# CM1 time and spatial averaging
Anna Mackie, 2022

Processing for long channel simulations from CM1. Three SSTs (295, 300 and 305K). Please see Wing et al. (2018) for simulation and variable descriptions.

This script, for different data:
- reads in data from CEDA archive
- takes the average over 24 hours and 32 x 32 grid points (equivilent to 96 km x 96km). NB last blocks may have more grid points to ensure all grid points used
- saves as npy files

This is done for a number of variables. The code is grouped for
1. 2D variables
2. 3D variables
3. Cloud fraction

Cloud fraction follows the method of Wing et al., (2020) which uses a threshold value for cloud condensate.

In [1]:
# activate virtual environmnet required for metpy
import sys
import pathlib
import platform
venv_path = '~/nb-venvs/metpy_venv'
sys.path.append(str(pathlib.Path(f'{venv_path}/lib/python{platform.python_version_tuple()[0]}.{platform.python_version_tuple()[1]}/site-packages/').expanduser()))

import metpy
print(metpy.__file__)

/home/users/arm33/nb-venvs/metpy_venv/lib/python3.10/site-packages/metpy/__init__.py


In [2]:
import numpy as np
import numpy.ma as ma
import matplotlib.pyplot as plt
from netCDF4 import Dataset
from metpy.calc import saturation_mixing_ratio
from metpy.units import units
import numpy.ma as ma
import os
import sys
sys.path.append('../../')
import funcs



## Model specific inputs
Different models have slightly different set ups (eg grid points, file names etc)

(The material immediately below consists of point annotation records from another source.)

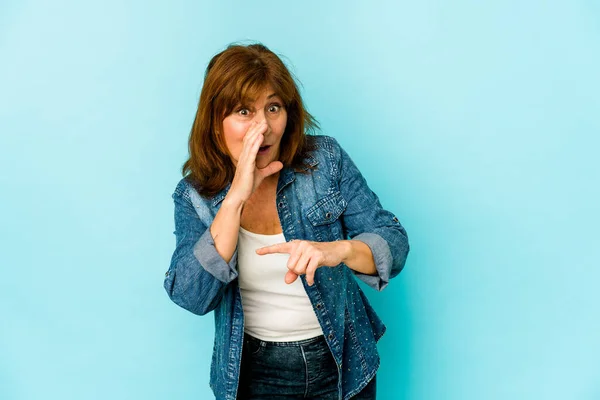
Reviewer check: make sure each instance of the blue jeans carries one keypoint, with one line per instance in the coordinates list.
(304, 369)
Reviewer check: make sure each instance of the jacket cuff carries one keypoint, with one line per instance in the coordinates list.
(209, 258)
(383, 260)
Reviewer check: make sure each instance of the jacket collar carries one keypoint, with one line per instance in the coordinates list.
(286, 176)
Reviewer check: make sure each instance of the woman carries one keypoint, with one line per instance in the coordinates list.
(273, 226)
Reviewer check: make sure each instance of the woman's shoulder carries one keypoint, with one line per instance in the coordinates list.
(323, 146)
(186, 188)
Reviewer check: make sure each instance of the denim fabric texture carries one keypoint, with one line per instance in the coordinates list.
(331, 202)
(303, 369)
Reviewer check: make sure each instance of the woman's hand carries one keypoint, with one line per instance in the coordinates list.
(247, 176)
(306, 256)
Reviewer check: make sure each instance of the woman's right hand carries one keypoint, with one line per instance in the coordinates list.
(247, 175)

'Blocks' refer to the grid post-spatial averaging

In [3]:
# model specific inputs
model = 'CM1' #in this model, time is in hours, with 24 hours to a file

#temp labels
temps =  ['large295', 'large300', 'large305']

In [4]:
# paramaters for all models
bk = 32 # number of x/y gridpoints in a block
nodays = 25 # number of days

#read in sample nc file to get dimensions
datapath3D = '/badc/rcemip/data/'+ model +'/RCE_' + temps[0]+ '/3D/'
nc_ta = Dataset(datapath3D + model + '_RCE_' + temps[0] + '_3D_allvars_hour1800.nc')
ta = nc_ta.variables['ta'][:]
tsize, levsize , ysize, xsize = np.shape(ta) 
nc_ta.close()
print(tsize, levsize, ysize, xsize)


1 74 134 2016


In [5]:
#set time, levels, y and x dimensions for this model
tsize, levsize, ysize, xsize = 1, 74, 134, 2016

## Parameters for all models

In [6]:
bk = 32 # number of x/y gridpoints in a block
nodays = 25 # number of days

In [7]:
# set up spaitial averaging
x_orig = np.arange(xsize) # total number of x points (rows)
y_orig = np.arange(ysize) # total number of y points (columns)

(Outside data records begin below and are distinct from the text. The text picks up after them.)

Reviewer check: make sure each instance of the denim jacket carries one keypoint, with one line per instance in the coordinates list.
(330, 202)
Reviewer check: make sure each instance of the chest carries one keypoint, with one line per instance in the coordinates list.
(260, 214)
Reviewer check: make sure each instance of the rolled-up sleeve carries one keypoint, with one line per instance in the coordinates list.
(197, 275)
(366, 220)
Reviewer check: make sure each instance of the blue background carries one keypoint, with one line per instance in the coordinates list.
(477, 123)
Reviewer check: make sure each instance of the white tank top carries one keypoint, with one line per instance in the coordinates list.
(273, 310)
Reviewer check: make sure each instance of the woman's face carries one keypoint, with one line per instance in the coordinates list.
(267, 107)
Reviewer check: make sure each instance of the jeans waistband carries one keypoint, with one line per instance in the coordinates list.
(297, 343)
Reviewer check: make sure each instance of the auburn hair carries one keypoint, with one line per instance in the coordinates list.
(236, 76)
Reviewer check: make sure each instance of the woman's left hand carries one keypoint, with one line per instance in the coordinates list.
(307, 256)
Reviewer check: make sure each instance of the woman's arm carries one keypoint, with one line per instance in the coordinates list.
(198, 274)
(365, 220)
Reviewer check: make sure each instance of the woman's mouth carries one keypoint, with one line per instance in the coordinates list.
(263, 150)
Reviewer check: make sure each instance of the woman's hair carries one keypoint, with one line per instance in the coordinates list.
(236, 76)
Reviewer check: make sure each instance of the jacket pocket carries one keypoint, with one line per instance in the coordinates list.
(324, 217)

ny = int(len(y_orig)/bk) # number of x/y blocks in the grid
y_new = np.arange(ny*bk)
ybk = np.asarray(np.split(y_new, ny))

nx = int(len(x_orig)/bk) # number of x/y blocks in the grid
x_new = np.arange(nx*bk)
xbk = np.asarray(np.split(x_new, nx))
print('no blocks in x direction: ', nx, '; no in y direction: ',ny)


no blocks in x direction:  63 ; no in y direction:  4


## 2D data

- lwcrf - longwave cloud radiative effect, calculated from rlut (outgoing longwave radiation, all sky) and rlutcs (clear sky)
- swcrf - as above, but for shortwave
- pr - surface precipitation rate
- tas - near surface air temperature

In [8]:
#time params for 2D data
#set time params
ts = 24 # number of hours want to integrate over
nd = int(nodays*ts)
totalt = np.arange(nd)# total number of hours 
tbk = np.asarray(np.split(totalt, nodays))
print('takes the average over ' + str(nodays) + ' periods of ' + str(ts)+ ' hour averages')    

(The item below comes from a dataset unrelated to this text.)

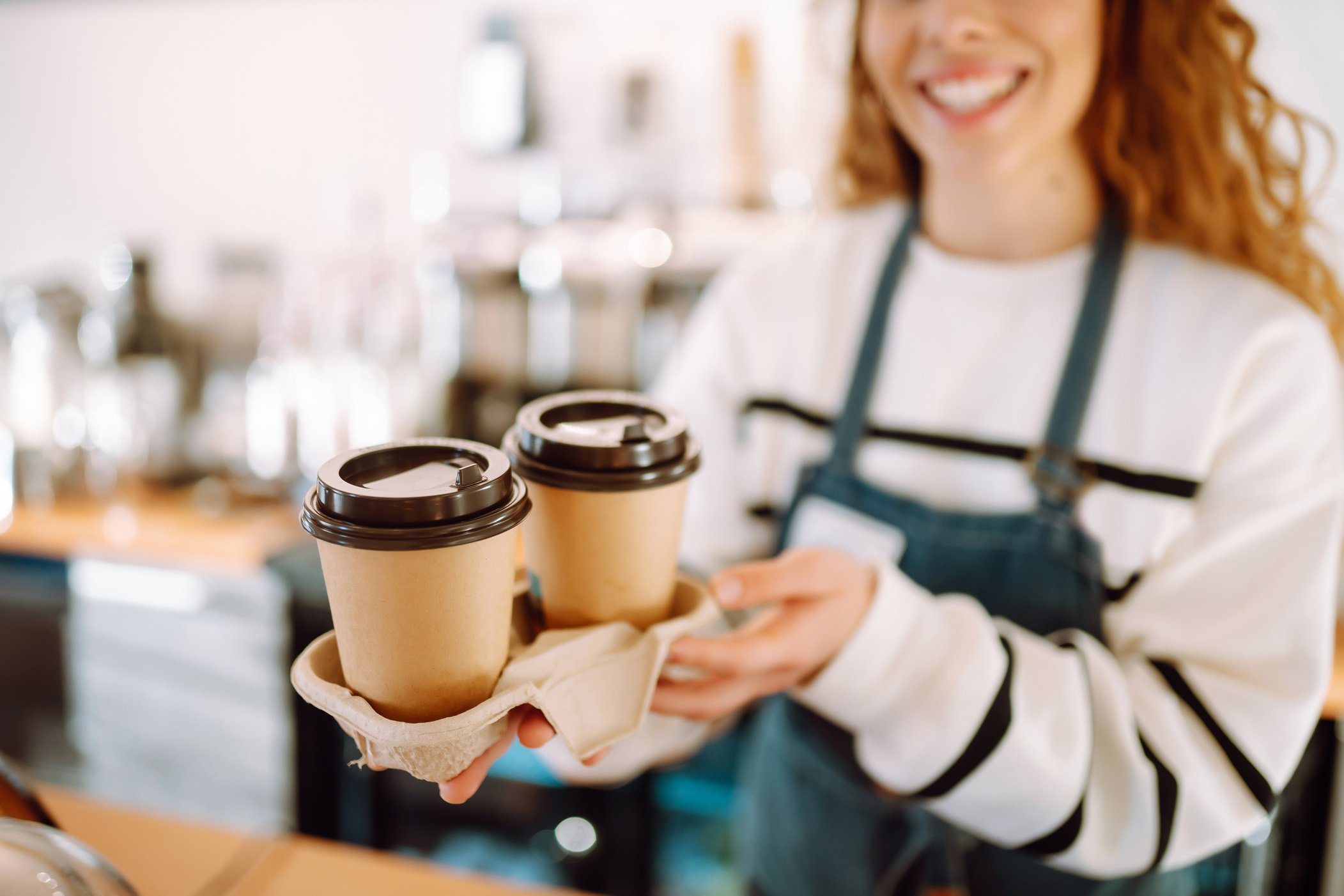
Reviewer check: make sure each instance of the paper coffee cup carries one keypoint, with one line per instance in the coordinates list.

takes the average over 25 periods of 24 hour averages


In [9]:
dp = '/home/users/arm33/RCEMIP/'+ model + '/processed_new'

for temp in temps:

    datapath ='/badc/rcemip/data/'+ model + '/RCE_' + temp + '/2D/'
    datalist = sorted(os.listdir(datapath))
    datalist = datalist[-nd:] # last 25 days/600 hours
    d = len(datalist)
    print('total number of blocks: ', nx*ny*(d/24))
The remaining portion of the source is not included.